M-" Lily, gidelim..." fakat ben onu duymazdan geldim. Gözlerim Sasha'dan arkasındaki aynaya kaydı. Bu sefer kesinlikle doğru gördüğüme eminim. Sağ gözümün renkli kısmı kan kırmızısına bürünüyordu. Kafamı eğip gözümü sımsıkı kapadığım gibi doğruca bahçeye koştum. Bahçeye çıktığımda Mai kolumdan tutarak durdurdu beni.

M-" N'oldu? İyi misin?" Endişeli yüzüne korkarak baktım gözümün eski haline dönüp dönmediğinden emin değildim çünkü. Fakat o sıradışı bir tepki vermedi. Sanırım gözüm çoktan eski rengine dönmüştü.

Neden öyle koşup dışarı çıktığımı soracakti fakat yüzümde her nasıl bir ifade gördüyse bunu sormaktan vazgeçti.

M-" İstersen biraz bahçede dolanabiliriz, ne dersin?" Dedi gözlerime bakmaktan sakınarak. Kafamı iki yana sallandim.

L-" Hayır, içeri girelim. Hem zil çalacak birazdan." Cümlemi bitirmemle zil çaldı.
《☆☆☆》
Çantamı sırtıma atıp sınıftan çıktım yanımda Mai ile. Üst kattaki kütüphaneye çıktık.

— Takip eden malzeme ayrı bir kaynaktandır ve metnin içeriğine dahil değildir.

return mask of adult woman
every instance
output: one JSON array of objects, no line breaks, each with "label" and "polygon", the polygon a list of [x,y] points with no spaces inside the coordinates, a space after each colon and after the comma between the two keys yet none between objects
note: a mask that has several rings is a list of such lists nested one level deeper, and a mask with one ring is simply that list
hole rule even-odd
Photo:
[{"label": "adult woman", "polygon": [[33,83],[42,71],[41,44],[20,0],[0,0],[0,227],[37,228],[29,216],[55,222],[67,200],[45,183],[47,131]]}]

M-" Tahmin ettiğimden daha az insan varmış burada." Dedi çantasını sandalyeye bırakırken. Az insan olduğu konusunda haklıydı. Genellikle çalışmak isteyenler kütüphane yerine (tabii araştırma yapmaları gerekmiyorsa) en alt kattaki çalışma salonlarını kullanıyorlardı. Kafamla Mai'yi onaylarken sandalyeme oturdum. Mai'nin yapması gereken bir tarih ödevi vardı. Bense ödevlerimi çoktan bitirdiğim için sadece kitap okuyacağım. Eğer yardım isterse yardım ederim. Çantamdan kitabımı çıkarıp okumak üzere açtım. Mai'nin arkaya kitap almak için gitmesi gerekiyordu fakat o birden durdu. Gözlerimi okuduğum cümleden kaldırıp ona baktım. Onun bana bakmadığını fark ettim. Kitabıma bakıyordu. Yüzünün rengi çekilmiş, hayalet gibi duruyordu.

L-" İyi misin? Ne oldu? " Dedim tedirginlikle.

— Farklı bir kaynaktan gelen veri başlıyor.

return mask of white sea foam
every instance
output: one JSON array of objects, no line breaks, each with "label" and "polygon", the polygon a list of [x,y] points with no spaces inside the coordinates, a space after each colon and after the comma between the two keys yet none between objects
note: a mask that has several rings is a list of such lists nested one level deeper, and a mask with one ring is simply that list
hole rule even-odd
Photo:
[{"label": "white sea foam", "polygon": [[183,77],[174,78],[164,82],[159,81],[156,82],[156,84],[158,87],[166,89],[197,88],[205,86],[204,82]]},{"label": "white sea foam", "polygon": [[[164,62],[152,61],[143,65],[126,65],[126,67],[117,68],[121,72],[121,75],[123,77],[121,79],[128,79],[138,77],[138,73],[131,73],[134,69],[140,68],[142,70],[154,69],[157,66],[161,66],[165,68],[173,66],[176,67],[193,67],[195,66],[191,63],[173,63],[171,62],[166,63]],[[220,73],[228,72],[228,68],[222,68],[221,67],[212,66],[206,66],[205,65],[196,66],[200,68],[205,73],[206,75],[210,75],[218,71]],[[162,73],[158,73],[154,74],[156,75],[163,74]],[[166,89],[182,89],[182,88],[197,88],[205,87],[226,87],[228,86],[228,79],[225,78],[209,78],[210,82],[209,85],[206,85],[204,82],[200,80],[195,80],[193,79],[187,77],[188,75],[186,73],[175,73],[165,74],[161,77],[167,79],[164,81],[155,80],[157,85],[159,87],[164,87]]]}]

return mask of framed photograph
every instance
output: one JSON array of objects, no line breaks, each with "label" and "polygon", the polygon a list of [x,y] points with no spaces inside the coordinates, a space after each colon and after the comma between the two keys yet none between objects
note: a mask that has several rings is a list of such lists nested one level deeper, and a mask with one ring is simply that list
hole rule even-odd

M-"S-sen.... y-yani iyiyim." Dedi. Sesi çok zayıf çıkıyordu. Elini hızla kitabın üzerine koydu.

M-" Ben bunu senden ödünç alabilir miyim?" Ne? Bu da nerden çıkmıştı şimdi?

L-" Bitirince sana ödünç veririm." Mai kafasını hızlı hızlı salladı.

M-" Olmaz, şimdi versen olmaz mı? Lütfen...?" Dedi yalvaran bir sesle. Bir kitap için neden bu kadar ısrar ediyor ki? Genelde kitaplarımı bitirmeden kimseye ödünç vermem ama...

L-" Eger bu kadar istiyorsan peki, al." Dedim kitabı ona uzatarak. Omuzlarının rahatlamayla çöktüğünü gördüm. Teşekkür edip ona yardım edip edemeyeceğimi sordu.